At the end of June, the overall deficit was £201.5m, 27.5% higher than in June 2015, according to its interim report published on 26 July.
The deficit of the UK scheme, which is the biggest of all DB funds sponsored by JLT, increased 23% in the 12-month period, rising from £147.3m to £181.4m. The scheme's liabilities rose to £646.3m while the value of assets fell slightly to £464.9m.
A spokesperson for JLT said the deficit increase was due to low interest rates.
They said: "This is primarily liability measurement driven and reflects the continued global low interest rate environment. The accounting liabilities increased mainly due to a significant fall in the corporate bond discount rate used by companies to measure liabilities.
"This was partially offset by a decrease in inflation rates and positive performance on scheme assets."
The company, which runs an employee benefits business, said it was managing the risks of its UK scheme by hedging approximately a third of liabilities through buy-ins and other liability management initiatives.

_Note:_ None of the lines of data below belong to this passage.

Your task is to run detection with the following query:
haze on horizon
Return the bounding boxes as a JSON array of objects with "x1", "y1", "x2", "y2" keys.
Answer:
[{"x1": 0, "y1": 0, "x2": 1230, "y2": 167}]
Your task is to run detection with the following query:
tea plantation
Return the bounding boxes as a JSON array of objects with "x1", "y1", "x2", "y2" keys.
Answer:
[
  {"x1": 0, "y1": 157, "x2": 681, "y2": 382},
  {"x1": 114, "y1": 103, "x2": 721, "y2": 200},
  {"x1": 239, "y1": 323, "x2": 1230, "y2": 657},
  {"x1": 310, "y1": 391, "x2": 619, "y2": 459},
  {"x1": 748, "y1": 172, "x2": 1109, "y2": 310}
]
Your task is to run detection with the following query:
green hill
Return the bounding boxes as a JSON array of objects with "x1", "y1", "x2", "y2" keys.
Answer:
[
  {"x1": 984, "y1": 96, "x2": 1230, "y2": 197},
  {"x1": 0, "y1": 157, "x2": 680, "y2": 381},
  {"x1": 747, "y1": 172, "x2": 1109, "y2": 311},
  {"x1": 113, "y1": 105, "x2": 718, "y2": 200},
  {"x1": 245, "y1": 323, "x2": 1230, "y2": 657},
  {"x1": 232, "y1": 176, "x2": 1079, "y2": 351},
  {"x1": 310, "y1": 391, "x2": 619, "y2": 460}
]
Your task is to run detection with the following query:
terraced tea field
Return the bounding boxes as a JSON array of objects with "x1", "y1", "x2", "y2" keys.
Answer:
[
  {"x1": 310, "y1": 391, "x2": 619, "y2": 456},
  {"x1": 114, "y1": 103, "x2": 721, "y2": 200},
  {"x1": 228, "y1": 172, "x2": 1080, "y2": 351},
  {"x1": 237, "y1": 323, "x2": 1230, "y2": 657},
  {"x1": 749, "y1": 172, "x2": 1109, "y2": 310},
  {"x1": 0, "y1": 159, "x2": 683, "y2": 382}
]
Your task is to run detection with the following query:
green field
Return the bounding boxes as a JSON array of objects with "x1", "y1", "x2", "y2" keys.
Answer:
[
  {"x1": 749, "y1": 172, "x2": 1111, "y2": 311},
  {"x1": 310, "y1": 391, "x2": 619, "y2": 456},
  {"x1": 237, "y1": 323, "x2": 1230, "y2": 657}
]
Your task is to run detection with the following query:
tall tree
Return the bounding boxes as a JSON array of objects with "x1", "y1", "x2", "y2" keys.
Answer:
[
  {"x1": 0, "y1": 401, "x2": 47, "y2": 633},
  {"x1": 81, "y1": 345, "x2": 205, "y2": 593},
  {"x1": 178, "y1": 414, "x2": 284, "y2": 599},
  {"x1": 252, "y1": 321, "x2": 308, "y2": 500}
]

Meanwhile, its overseas DB deficits had increased by 87% from £10.6m to £20.1m.
The spokesperson stressed its overseas schemes were "not material" as they represent just 10% of its total liabilities, and again blamed low interest rates.
They added: "The weakening of the Sterling exchange during the period, particularly following the EU referendum result, affected the conversion of the foreign currency valued deficit for GBP reporting purposes."
Earlier this month, the Pension Protection Fund's 7800 index reported total DB deficits had risen by £89bn to £383.6bn in June, while the aggregate funding ratio fell by 3.5% to 78%.